One of South Korea’s major drilling rig builders Daewoo Shipbuilding & Marine Engineering Co, has informed that it has agreed to delay a delivery of two drillships at the request of a client.
Drilling companies have been negatively impacted by low oil prices, cuts in spending by their clients – the oil companies- and the fact that more rigs are competing for less work, leading to dayrates going down below breakeven prices.
This has lead to the drillers, who had been ordering drilling rigs like crazy while the oil was over $110 per barrel, not anticipating the down-cycle in oil prices would come so quickly, to make arrangements with the shipyards to delay the deliveries, buying time until the oil price and conditions in the drilling market recover.

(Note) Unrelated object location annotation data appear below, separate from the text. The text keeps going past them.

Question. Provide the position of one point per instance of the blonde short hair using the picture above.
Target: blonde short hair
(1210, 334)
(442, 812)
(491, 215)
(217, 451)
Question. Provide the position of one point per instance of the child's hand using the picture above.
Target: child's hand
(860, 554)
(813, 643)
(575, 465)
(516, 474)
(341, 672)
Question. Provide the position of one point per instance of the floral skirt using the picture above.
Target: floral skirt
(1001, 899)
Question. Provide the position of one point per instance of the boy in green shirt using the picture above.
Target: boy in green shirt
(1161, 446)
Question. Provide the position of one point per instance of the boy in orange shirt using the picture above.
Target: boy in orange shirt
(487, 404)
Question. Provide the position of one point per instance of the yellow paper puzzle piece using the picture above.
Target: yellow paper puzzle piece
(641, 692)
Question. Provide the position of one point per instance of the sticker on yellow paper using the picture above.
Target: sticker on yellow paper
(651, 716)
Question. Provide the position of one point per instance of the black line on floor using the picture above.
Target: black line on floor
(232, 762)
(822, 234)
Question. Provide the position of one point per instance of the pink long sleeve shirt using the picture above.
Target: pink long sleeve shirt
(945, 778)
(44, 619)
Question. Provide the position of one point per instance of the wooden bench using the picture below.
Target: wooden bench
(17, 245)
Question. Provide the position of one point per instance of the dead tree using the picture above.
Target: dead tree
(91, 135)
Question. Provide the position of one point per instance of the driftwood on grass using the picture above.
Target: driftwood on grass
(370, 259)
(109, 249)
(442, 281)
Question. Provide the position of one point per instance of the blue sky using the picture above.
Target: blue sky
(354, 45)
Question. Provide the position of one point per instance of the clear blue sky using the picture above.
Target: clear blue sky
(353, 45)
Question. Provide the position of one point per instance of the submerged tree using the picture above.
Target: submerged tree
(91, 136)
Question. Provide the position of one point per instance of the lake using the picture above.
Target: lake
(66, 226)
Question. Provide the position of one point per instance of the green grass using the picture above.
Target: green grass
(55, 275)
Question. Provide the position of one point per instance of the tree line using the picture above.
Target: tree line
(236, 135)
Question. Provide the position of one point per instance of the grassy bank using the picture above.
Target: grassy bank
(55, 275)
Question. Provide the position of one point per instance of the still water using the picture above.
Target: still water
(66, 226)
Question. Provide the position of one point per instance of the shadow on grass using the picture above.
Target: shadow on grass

According to the South Korean news agency Yonhap, Daewoo on Wednesday said that the drillships, originally scheduled for delivery for 2015 end, will now be delivered by April 2018 and January 2019, respectively.
The rig builder did not say who the client was, but it said it was an American customer. The drillships were ordered in 2013, a year before the oil prices would dramatically drop, for a price of $1.25 billion.
To remind, back in October 2015, Transocean, the world’s largest offshore drilling contractor, agreed with Shell and Daewoo Shipbuilding & Marine Engineering Co. (DSME) to delay the operating and delivery contracts of two newbuild drillships. The Deepwater Pontus and the Deepwater Poseidon ultra-deepwater drillships will be delayed by 12 months each.
Earlier, in August 2015, Daewoo lost a contract for another drillship, after Vantage Drilling decided to break it off. Also, in April last year, Atwood Oceanics made changes to the delivery schedule for two of its newbuild drillships being built by DSME.